About future reservation requests in calendar mode

This document gives an overview of future reservation requests in calendar mode. To learn more about the different ways to reserve resources in Compute Engine, see Choose a reservation type.

To obtain capacity to create virtual machine (VM) instances that have GPUs or TPUs attached, use future reservation requests in calendar mode. If Google Cloud approves your request, then Compute Engine provisions your reserved resources at your chosen date and time, and for up to 90 days.

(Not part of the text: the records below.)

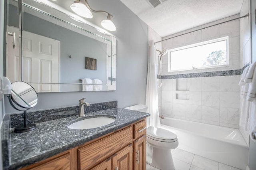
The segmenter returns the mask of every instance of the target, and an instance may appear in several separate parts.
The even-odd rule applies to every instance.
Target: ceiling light
[[[110,14],[108,14],[107,17],[107,19],[103,20],[102,21],[100,22],[100,24],[104,28],[108,30],[115,31],[116,30],[116,28],[115,24],[114,24],[113,22],[111,20],[110,16]]]
[[[84,4],[81,2],[80,0],[74,2],[70,5],[70,8],[76,14],[83,17],[92,18],[93,17],[91,11]]]
[[[90,6],[87,0],[77,0],[74,1],[74,3],[70,5],[70,8],[76,14],[87,18],[92,18],[93,17],[91,12],[101,12],[108,15],[107,19],[103,20],[100,24],[105,29],[111,31],[115,31],[116,28],[115,24],[111,20],[111,14],[104,11],[96,11],[94,10]]]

You can then use the reserved resources to create GPU VMs or TPU VMs to run the following workloads:

Model pre-training jobs
Model fine-tuning jobs
High performance computing (HPC) simulation workloads
Short-term expected increases in inference workloads

Create a request in calendar mode

The following sections explain how to view resource availability, as well as what details to specify when you create a future reservation request in calendar mode.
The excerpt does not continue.